Alex Rothbard

The Architecture of Conspiracy Theories

ISSUE 7 | LIES | AUG 2011

NASA DC-8 with contrails, 1999

“9/11 was an inside job! Why can't you understand that?” barrels Alex Jones, an Austin-based radio host. He does not speak with the rising and falling intonations one would expect from an accomplished public speaker (his internet audience is larger than Rush Limbaugh and Glenn Beck combined.) He operates like a machine gun, his beer belly delivering exasperated volleys. “The globalists are organized, corrupt, a bunch of thieving parasites!” His body is arched over, the microphone centimeters away from his teeth. A deep breath and he lowers his volume. “People are waking up, though, a lot of good things are happening, and so I should be more positive. It's just that I have trouble looking at Obama, and trouble looking at Bush, and looking at these local criminals. And looking at all the stuff they do. I'm sick of them. I have more than a hatred for them,” he crescendos, “I have a disgust, a disdain.” He hangs onto the final syllable, leaving it in the air for a moment.

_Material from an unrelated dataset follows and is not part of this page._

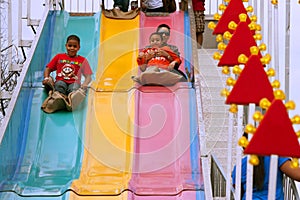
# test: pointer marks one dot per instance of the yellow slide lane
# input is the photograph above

Today, the topics covered are quite diverse: water fluoridation, the NATO operation in Libya, and Chairman Bernanke's decision to marginally increase the inflation target. His trademark is not to cover these topics as isolated stories. A mainstream news anchor transitions from one story to the next, perhaps with a cheeky pun. Jones does not. Each of these stories is a manifestation of a vast conspiracy to undermine American society. Hence, each show culminates in a final soliloquy; Jones makes the final connections that demonstrate the validity of the grand narrative conspiracy theory he has woven for his decade-long career.

This piece concerns the sociological nature of conspiracy theories and their consequences for the governance of modern democratic societies. My fundamental operating assumption is that they are a particular problem for our public spheres and I thus advance the claim that their role in our political life has not been fully appreciated or understood. Too often they are dismissed as products of mere ignorance or as the beliefs of an isolated fringe. These woefully inadequate accounts misunderstand how conspiracy theories actually operate.

We should thus first divest ourselves of two perspectives that mischaracterize the nature of conspiracy theories. First, if one defines a conspiracy theory as simply a false belief that is widely held, our analysis is then refashioned as a question of epistemology and will perhaps quickly devolve into a question of semantics. One would commit to a particular standard or procedure for validating claims and then position conspiracy theories as an object within the larger set of beliefs that cannot meet this standard. An analysis of the social origins or consequences of these beliefs is completely absent. It is undoubtedly true that any given population of people will come to some conclusions that we may readily find to be empirically suspect. Indeed, over the long arc of history, there is a rich and varied history of religious, metaphysical and “scientific” false beliefs. If one shelves the conspiracy theories alongside these beliefs, the analysis does little to explicate their structure or the particular claim to knowledge that they represent.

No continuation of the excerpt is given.